A coordinated rate-cutting effort by the world's central banks failed to push bank stocks and the broader markets higher Wednesday.

Financial stocks and the broader market seesawed throughout the day, with financials opening sharply lower and later recovering, only to falter late in the day.

The KBW Bank Index fell 2.88%. The Dow Jones industrial average dropped 2%, to 9,258.10, and the Standard & Poor's 500 dropped 1.13%.

After Japan's Nikkei index slid more than 9% Wednesday, central banks around the world, including the Federal Reserve Board, announced interest rate cuts meant to stanch the massive sell-offs in the global markets.

The Fed cut its key interest rate 50 basis points, to 1.5%.

Though stocks, particularly banking ones, rallied Wednesday afternoon, the lift did not last.

Brett Rabatin, an analyst at First Horizon National Corp.'s FTN Midwest Securities Research, said the brief rally was the result of "deep-value investors" scouting out institutions they believe "will make it" through the crisis. "The riskier institutions, with tighter capital ratios and credit issues, will continue to be volatile."

The KBW index sank more than 10% in early trading. However, Joseph C. Morrissey, managing director of bank and thrift stocks at Boenning & Scattergood Inc. of West Conshohocken, Pa., said the sell-off was actually not as bad as it could have been.
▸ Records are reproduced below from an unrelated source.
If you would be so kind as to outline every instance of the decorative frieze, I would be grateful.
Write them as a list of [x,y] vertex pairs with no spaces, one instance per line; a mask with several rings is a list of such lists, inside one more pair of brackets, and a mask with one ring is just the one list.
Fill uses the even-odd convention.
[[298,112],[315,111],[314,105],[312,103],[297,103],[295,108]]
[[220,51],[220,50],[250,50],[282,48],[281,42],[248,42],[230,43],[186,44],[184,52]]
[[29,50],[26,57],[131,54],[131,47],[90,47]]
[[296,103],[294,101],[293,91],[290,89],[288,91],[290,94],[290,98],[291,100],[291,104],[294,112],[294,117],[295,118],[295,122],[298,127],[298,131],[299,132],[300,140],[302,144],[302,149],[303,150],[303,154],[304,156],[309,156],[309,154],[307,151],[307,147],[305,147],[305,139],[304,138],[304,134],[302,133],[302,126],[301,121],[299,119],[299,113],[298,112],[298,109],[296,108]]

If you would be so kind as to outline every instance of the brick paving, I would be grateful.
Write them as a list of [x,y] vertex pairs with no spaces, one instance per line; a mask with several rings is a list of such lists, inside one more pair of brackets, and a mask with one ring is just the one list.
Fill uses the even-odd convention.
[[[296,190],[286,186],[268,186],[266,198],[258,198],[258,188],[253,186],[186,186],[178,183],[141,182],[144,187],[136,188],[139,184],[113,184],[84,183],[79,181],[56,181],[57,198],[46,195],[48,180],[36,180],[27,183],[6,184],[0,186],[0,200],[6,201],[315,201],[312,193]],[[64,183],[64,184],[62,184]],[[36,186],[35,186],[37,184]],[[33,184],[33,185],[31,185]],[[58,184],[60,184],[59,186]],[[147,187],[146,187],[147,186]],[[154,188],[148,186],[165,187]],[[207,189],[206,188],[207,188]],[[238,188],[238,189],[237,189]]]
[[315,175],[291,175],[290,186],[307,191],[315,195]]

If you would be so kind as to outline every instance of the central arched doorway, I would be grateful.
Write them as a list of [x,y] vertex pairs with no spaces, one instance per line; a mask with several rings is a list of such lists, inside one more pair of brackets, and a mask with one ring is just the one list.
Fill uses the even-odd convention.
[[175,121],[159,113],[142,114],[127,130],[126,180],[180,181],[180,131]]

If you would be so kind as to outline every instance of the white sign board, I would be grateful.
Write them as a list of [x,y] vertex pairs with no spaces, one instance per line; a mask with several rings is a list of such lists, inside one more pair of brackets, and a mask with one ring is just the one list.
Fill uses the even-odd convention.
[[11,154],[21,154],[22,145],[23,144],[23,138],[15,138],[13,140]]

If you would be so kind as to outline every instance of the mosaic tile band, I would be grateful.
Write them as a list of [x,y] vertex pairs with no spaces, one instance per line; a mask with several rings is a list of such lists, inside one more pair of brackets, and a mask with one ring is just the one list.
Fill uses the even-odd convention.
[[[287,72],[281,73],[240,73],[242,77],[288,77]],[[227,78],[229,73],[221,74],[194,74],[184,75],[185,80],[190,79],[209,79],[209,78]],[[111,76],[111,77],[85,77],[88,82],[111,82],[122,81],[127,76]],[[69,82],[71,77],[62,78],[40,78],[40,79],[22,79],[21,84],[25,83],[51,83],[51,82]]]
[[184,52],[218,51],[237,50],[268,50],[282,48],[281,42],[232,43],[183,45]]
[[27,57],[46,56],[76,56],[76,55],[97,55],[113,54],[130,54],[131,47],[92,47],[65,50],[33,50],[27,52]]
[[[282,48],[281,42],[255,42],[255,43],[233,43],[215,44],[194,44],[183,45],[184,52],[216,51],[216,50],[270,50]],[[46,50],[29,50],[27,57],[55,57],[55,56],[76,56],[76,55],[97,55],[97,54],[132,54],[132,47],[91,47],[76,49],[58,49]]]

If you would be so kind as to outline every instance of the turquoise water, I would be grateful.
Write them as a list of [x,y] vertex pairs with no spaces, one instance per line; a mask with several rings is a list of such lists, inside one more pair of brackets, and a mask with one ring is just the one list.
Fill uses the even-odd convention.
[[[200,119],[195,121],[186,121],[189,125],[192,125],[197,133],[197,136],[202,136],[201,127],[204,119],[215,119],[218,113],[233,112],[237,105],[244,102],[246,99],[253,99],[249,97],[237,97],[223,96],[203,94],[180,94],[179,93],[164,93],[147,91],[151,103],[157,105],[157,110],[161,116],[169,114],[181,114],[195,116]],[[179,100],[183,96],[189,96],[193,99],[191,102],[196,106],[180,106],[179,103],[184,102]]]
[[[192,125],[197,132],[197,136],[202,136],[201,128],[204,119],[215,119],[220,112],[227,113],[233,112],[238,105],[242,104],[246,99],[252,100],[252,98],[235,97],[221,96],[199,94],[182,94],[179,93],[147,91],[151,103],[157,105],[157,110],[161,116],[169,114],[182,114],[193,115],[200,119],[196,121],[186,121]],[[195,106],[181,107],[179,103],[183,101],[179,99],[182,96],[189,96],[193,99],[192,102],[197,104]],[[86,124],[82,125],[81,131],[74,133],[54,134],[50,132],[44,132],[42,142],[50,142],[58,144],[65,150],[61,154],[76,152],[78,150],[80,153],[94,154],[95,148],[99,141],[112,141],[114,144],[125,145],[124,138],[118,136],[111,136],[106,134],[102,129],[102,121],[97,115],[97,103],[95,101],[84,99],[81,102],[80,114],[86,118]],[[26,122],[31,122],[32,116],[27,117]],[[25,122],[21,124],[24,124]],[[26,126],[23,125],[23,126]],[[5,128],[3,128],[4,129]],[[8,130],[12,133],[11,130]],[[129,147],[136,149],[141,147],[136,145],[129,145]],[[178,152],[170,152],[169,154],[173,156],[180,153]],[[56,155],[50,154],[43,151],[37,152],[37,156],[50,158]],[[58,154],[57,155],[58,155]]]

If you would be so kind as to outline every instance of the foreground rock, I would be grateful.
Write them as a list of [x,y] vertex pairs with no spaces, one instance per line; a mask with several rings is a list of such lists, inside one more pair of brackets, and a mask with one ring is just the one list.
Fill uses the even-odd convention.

"Banks in some cases have bottomed out, but the overall sell-offs could have been a lot more accelerated," Mr. Morrissey said.

While the market reaction Wednesday suggested investors were not sure the Fed's rate cut would be enough to help banks, Mr. Morrissey said that most banks should be able to weather the storm, particularly since the yield curve is at its steepest since 2002.

"But we've got a long road ahead of us to get to that point," he added.

Peter McCorry, a senior trader at KBW Inc.'s Keefe, Bruyette & Woods Inc., said that while Wednesday's move to shore up the markets may not have been received with open arms its impact should be felt over time.

"In the longer term, all of the safety nets that the Fed and the global banks are casting are certainly going to be a positive," Mr. McCorry said.

"The sentiment behind the global coordinated effort to bolster the system is more important than the amount" by which rates are cut, he said. "We're fighting a confidence battle, and it had to be an united front."

Chris Nichols and Steve Brown, senior bank executives at Pacific Coast Bankers' Bancshares, wrote in a research note issued Wednesday that the Fed's emergency cut "will further hurt banks' net interest margins and increase prepayments to the extent that the credit markets get restored." However, the cut will have "a large psychological effect."

The agreement between Citigroup Inc. and Wells Fargo & Co. to extend negotiations in their legal battle over Wachovia Corp. until Friday sent Citi and Wachovia shares down. Citi shed 5%, and Wachovia lost 3.6%, while Wells gained 4.3%.

Bank of America Corp. fell 7% after settling with federal and state regulators over charges that it misled clients on auction-rate securities by claiming the products were liquid and cash-like when they were not. Other decliners included Regions Financial Corp., which fell 8.4%; Comerica Inc., which dropped 10.7%; Huntington Bancshares Inc., which fell 11.5%.

Gainers included Bank of New York Mellon Corp., which rose 7.9%; Fifth Third Bancorp, which rose 8.2%; State Street Corp., which rose 9.1%; and PacWest Bancorp, which climbed 11.8%.